Justice John Paul Stevens twice voted to outlaw burning the U.S. flag, in memorable dissents that emphasized the flag's great symbolic value. Now, however, the 86-year-old justice says there is no need to amend the Constitution to protect Old Glory.

In 5-4 decisions in 1989 and 1990, the Supreme Court held that burning the flag is protected by the First Amendment.

"Ironically, those decisions seem to have solved the problem because no one burns flags anymore," Stevens said in a speech to the Chicago Bar Association in September. The justice's speech was recently aired on C-SPAN.

Congress has continued to try to amend the Constitution to permit legislation that would prohibit desecration of the flag. The Senate fell one vote short of the required two-thirds majority in June.

In 1989, Stevens, a World War II veteran, evoked images of the D-Day assault on Omaha Beach in writing that if liberty and equality are worth fighting for, "it cannot be true that the flag that uniquely symbolizes their power is not itself worthy of protection from unnecessary desecration."

He allowed then for the possibility that the court's majority might have gotten it right. "Conceivably, that value will be enhanced by the Court's conclusion that our national commitment to free expression is so strong that even the United States, as ultimate guarantor of that freedom, is without power to prohibit the desecration of its unique symbol.
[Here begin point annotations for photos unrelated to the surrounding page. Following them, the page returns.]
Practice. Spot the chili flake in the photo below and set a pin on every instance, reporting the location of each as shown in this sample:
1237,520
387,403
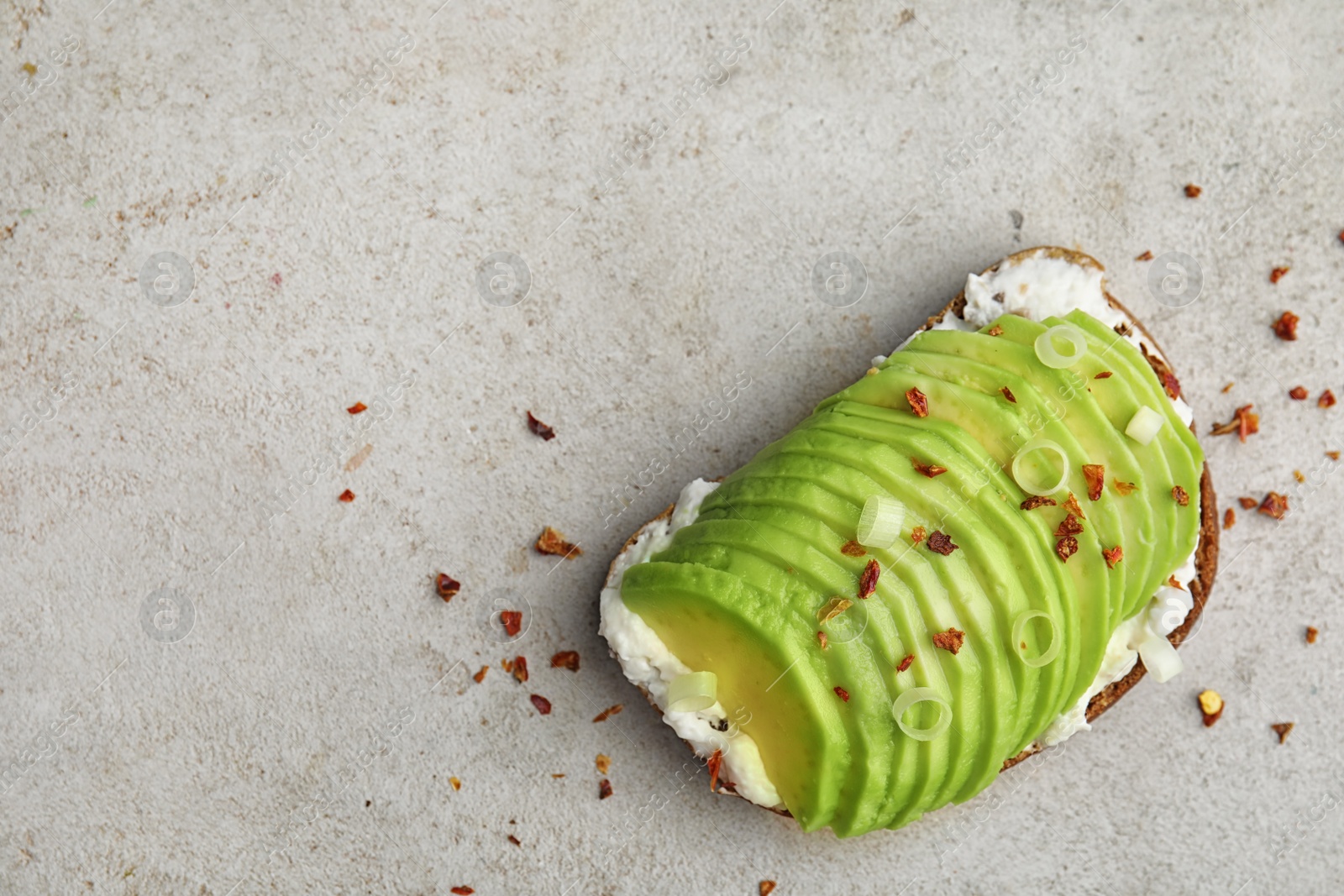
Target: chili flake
1210,705
447,586
539,429
833,607
941,543
853,550
1068,526
869,580
918,402
566,660
1287,327
927,469
551,542
606,714
1274,506
1095,476
949,640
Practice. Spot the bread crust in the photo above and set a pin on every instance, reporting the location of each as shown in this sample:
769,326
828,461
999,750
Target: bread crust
1206,553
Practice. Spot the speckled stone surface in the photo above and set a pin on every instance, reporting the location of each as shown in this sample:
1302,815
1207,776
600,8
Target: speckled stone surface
223,223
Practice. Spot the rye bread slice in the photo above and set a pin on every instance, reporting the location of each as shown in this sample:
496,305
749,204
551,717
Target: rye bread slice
1206,553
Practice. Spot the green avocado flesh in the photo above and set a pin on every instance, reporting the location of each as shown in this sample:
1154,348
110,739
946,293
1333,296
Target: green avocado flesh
738,591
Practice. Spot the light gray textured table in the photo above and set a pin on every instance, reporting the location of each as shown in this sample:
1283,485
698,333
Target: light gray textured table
291,720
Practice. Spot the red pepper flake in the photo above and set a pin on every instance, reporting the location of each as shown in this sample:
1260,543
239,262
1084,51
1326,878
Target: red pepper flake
949,640
606,714
447,586
1274,506
1287,327
927,469
869,580
539,429
551,542
1068,526
940,543
1243,423
716,765
918,402
1095,476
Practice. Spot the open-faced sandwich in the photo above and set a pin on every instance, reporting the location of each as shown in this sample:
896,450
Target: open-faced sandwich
963,558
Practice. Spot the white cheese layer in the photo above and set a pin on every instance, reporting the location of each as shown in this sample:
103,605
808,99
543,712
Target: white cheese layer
1035,288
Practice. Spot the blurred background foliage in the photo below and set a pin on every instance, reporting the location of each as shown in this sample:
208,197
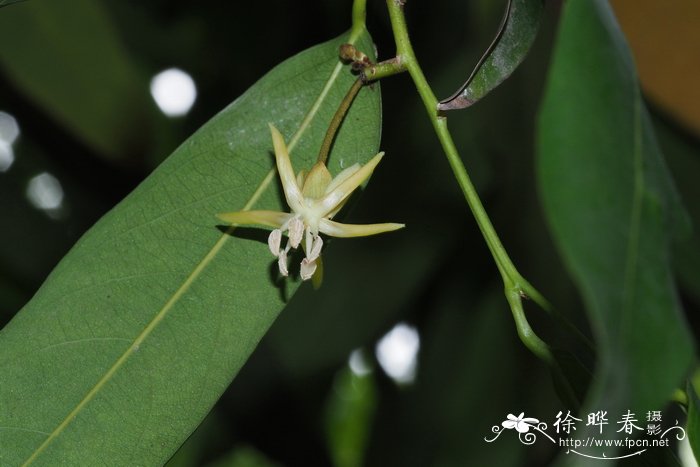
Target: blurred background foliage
75,76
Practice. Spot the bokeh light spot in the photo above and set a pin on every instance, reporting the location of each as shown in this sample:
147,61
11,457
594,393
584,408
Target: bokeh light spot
174,92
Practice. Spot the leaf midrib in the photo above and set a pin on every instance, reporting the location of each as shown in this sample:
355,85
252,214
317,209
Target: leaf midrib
201,266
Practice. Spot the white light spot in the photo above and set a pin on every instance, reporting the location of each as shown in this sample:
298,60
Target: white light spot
397,353
358,363
9,130
45,192
174,92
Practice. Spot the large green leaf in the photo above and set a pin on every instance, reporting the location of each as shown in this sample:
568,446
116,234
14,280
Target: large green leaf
142,326
611,207
515,35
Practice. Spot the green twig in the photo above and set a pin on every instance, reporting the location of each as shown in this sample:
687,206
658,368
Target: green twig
516,287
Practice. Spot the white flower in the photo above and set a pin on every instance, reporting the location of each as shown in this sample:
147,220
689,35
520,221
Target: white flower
314,199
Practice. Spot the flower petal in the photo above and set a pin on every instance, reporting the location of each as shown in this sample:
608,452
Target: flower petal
282,263
284,167
295,232
336,229
269,218
342,176
331,201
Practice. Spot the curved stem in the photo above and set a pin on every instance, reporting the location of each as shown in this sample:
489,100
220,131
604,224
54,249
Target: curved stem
337,120
359,15
516,286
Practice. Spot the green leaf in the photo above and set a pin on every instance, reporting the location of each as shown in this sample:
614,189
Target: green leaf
611,207
68,58
146,321
515,35
693,424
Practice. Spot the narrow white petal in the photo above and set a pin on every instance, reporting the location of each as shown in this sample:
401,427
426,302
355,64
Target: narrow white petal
342,176
336,229
274,241
292,192
307,270
296,232
315,250
308,243
282,263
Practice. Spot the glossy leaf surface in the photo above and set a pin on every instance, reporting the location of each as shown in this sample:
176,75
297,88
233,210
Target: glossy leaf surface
512,43
142,326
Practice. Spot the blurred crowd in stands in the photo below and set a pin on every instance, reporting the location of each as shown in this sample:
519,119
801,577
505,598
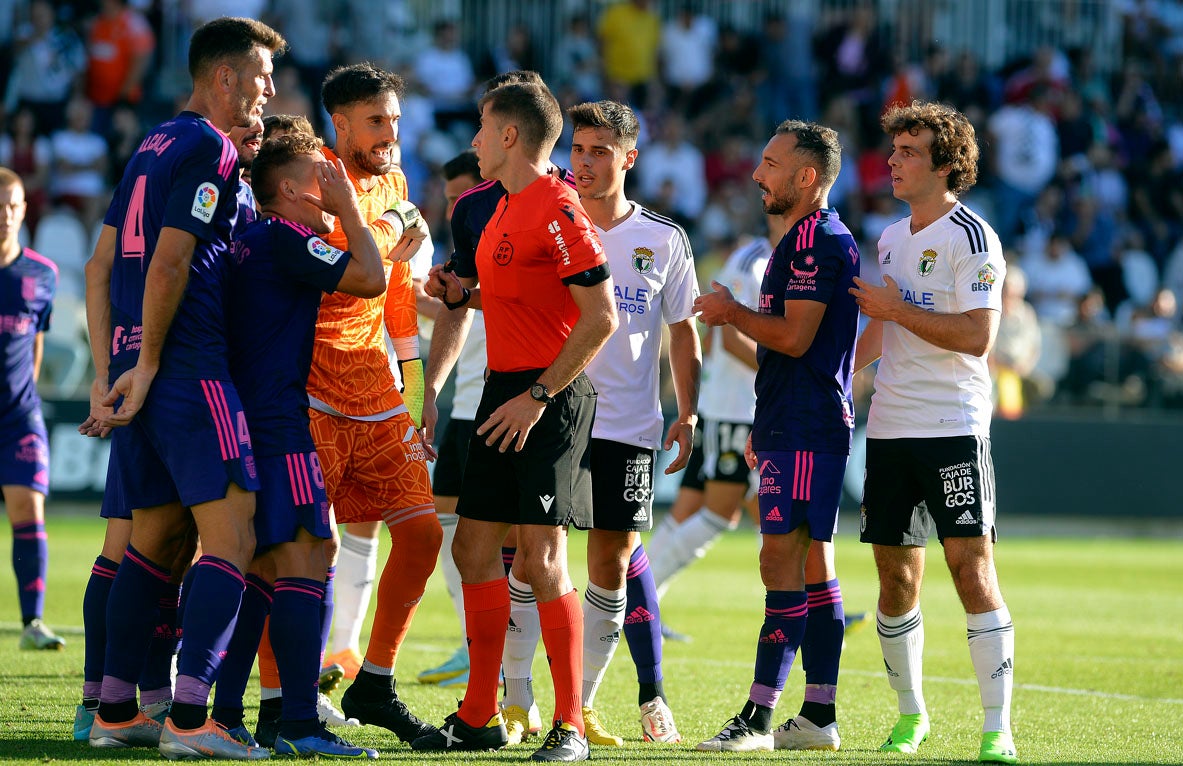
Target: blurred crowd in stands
1081,177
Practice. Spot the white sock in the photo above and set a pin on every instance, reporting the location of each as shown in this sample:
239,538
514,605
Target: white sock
356,567
521,642
447,564
603,617
689,543
991,648
902,640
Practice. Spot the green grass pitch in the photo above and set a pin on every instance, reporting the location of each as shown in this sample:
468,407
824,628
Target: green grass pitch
1099,659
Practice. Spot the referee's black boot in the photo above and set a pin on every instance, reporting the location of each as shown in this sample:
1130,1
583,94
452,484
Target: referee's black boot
373,700
458,735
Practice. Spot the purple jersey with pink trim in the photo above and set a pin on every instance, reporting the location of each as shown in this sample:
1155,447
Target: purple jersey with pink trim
282,270
185,176
26,300
806,403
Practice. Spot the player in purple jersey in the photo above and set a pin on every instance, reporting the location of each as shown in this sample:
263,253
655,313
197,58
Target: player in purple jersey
27,283
283,267
155,681
154,305
805,328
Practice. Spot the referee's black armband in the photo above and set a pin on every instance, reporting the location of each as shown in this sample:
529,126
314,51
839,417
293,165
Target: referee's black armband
464,299
589,278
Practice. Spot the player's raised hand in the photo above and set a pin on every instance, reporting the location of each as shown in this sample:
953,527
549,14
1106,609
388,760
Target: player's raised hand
681,433
98,411
511,422
337,194
713,309
878,302
133,385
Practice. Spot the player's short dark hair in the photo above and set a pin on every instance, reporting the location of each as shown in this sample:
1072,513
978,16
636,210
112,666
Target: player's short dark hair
286,123
357,83
532,109
954,141
512,78
227,40
275,155
464,163
820,143
616,117
8,177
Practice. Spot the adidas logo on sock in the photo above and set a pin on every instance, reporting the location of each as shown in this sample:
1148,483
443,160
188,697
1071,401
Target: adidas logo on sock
638,615
776,636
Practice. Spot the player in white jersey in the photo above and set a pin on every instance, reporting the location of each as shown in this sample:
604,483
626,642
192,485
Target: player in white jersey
653,272
717,479
928,436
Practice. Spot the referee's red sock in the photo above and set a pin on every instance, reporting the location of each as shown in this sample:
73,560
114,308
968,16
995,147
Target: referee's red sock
562,634
486,617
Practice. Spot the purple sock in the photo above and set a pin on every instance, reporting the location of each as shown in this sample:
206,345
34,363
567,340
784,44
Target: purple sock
293,616
821,649
327,610
642,618
208,623
244,644
780,636
156,680
30,562
94,620
130,618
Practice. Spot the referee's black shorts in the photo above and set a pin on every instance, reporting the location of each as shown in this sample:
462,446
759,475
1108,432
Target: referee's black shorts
549,482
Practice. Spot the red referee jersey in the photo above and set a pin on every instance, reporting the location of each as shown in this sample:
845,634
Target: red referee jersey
536,239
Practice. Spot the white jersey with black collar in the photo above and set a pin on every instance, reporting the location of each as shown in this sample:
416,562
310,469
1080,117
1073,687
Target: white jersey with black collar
951,266
653,276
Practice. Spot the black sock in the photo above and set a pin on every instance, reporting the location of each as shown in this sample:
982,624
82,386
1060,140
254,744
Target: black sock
117,712
758,716
187,715
228,716
819,713
372,687
650,690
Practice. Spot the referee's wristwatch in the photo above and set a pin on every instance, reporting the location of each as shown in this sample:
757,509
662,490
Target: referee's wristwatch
540,393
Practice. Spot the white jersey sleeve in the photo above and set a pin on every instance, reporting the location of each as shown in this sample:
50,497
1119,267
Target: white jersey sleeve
951,266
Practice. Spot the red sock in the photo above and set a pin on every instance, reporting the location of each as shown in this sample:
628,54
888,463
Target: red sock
414,549
562,634
486,617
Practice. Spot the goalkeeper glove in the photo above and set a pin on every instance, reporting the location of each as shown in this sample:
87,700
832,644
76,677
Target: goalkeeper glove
412,371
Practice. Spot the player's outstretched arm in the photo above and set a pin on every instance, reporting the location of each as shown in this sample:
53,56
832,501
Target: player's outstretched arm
168,274
98,326
969,332
686,365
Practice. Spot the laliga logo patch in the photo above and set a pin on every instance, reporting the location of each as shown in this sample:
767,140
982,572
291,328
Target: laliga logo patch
928,263
323,251
504,253
642,260
205,201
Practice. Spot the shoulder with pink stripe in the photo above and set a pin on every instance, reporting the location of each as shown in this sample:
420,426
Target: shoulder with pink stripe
33,255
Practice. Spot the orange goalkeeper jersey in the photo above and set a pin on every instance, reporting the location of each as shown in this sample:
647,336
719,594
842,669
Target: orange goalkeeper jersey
350,371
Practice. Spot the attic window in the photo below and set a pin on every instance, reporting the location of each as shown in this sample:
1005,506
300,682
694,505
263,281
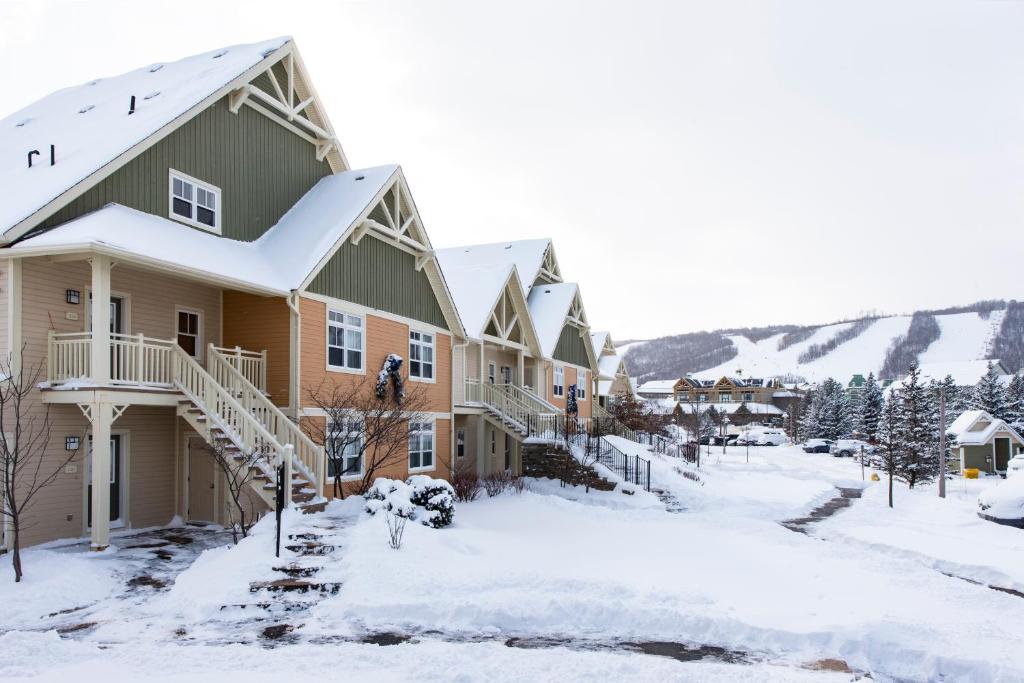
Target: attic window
195,202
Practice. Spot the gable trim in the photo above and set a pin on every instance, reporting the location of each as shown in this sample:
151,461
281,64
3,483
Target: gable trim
40,215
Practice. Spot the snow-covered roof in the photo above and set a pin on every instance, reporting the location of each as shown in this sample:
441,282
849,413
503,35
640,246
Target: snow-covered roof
732,407
475,291
279,261
549,306
657,386
608,365
89,125
978,428
525,255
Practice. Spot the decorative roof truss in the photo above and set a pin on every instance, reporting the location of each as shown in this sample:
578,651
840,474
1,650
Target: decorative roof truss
504,326
284,93
577,314
550,272
395,220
But I am unpersuaded."

Stevens said in Chicago he remains persuaded that he interpreted the Constitution correctly and continues to be proud of his dissents in the flag desecration cases.

Yet he paid homage to the five justices — William Brennan, Thurgood Marshall, Harry Blackmun, Antonin Scalia and Anthony Kennedy — who carried the day in both cases.

"If one were to burn a flag today, the act would convey a message of freedom that ours is a society that is strong enough to tolerate such acts by those whom we despise," Stevens said. "Today, one could not burn a flag without reminding every observer that we cherish our freedom."